L'ho già detto in altre occasioni, questo non è "cinema" perchè lo specifico documentaristico è un linguaggio che obbedisce ad altre regole che non sono quelle dell'arte cinematografica. E' poi nel caso specifico più un documento di natura filologica che altro.
Nonostante gli sforzi di Veltroni, che hai sempre la sensazione, quando vedi le sue cose, che ti stia facendo la lezioncina su cosa è corretto e su cosa il pensiero dominanante ha deciso che è giusto vedere. Mi si perdoni la critica tagliente, ma il lungo prologo, non inutile, anzi decisamente necessario per inquadrare l'epoca di quell'evento artistico, ha un po' il sapore della recita a soggetto. Ma va bene, va bene ugualmente, perchè almeno Veltroni ha avuto l'intuizione geniale di lasciare il lunghissimo piano-sequenza del concerto integro e non interrotto, creando la magia di stare proprio dentro a quell'evento, dal tuo posto in parterre.

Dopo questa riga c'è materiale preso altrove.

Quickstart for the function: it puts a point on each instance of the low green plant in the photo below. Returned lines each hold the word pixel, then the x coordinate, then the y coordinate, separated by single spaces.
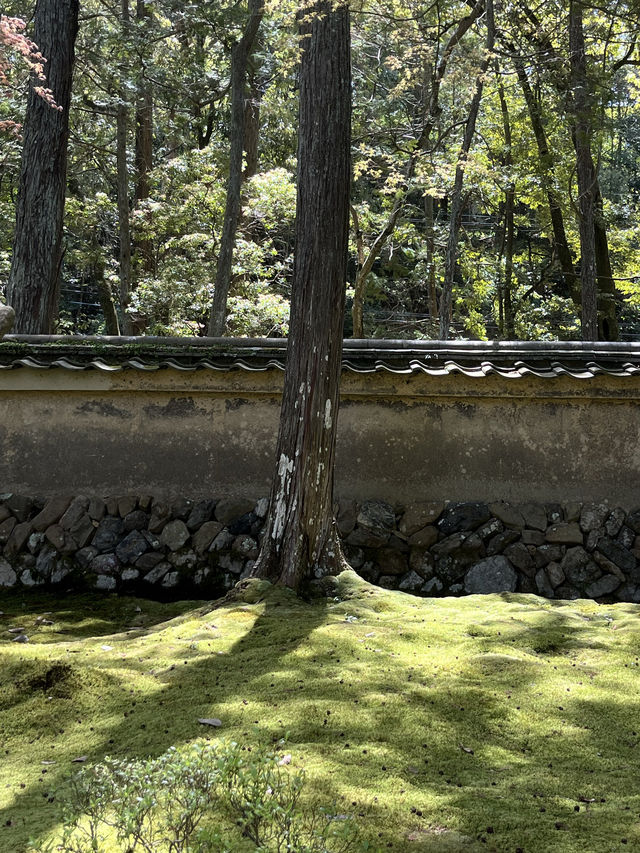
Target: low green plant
pixel 206 798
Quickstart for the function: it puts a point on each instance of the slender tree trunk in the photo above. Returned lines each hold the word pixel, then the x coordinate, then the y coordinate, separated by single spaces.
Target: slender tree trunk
pixel 431 118
pixel 509 209
pixel 607 321
pixel 144 142
pixel 560 242
pixel 582 134
pixel 430 245
pixel 105 296
pixel 34 280
pixel 122 168
pixel 239 61
pixel 252 122
pixel 301 540
pixel 451 257
pixel 124 226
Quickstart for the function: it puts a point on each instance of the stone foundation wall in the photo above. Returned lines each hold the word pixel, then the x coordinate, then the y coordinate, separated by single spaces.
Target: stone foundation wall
pixel 200 548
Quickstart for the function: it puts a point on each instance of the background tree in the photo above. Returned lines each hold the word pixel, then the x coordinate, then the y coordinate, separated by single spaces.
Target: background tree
pixel 34 280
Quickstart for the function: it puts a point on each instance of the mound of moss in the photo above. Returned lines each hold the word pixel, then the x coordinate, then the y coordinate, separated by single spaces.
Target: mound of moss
pixel 480 723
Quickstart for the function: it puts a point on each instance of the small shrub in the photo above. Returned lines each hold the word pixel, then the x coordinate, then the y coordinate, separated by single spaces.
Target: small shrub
pixel 205 798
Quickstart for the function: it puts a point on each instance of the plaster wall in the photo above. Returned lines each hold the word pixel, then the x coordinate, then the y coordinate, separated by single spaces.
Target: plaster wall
pixel 401 437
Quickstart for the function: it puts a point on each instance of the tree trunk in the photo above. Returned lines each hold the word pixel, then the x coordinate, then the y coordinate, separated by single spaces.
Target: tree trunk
pixel 33 288
pixel 509 208
pixel 105 297
pixel 430 245
pixel 582 134
pixel 560 242
pixel 301 539
pixel 122 169
pixel 144 142
pixel 252 123
pixel 432 114
pixel 451 257
pixel 239 61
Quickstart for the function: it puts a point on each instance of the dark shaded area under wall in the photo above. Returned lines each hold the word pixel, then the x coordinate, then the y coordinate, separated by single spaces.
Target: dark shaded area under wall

Un plauso al grandissimo lavoro di restauro, sia dell'immagine, ma qui evidentemente si poteva fare poco, sia sul suono, che a volte è un po' metallico, ma che ha il grande pregio di restituire l'originalità della voce di De Andrè, e l'energia degli arrangiamenti, compresi un paio di grandissi assoli di Mussida.
Quattro stelle perchè è comunque un evento da non perdere.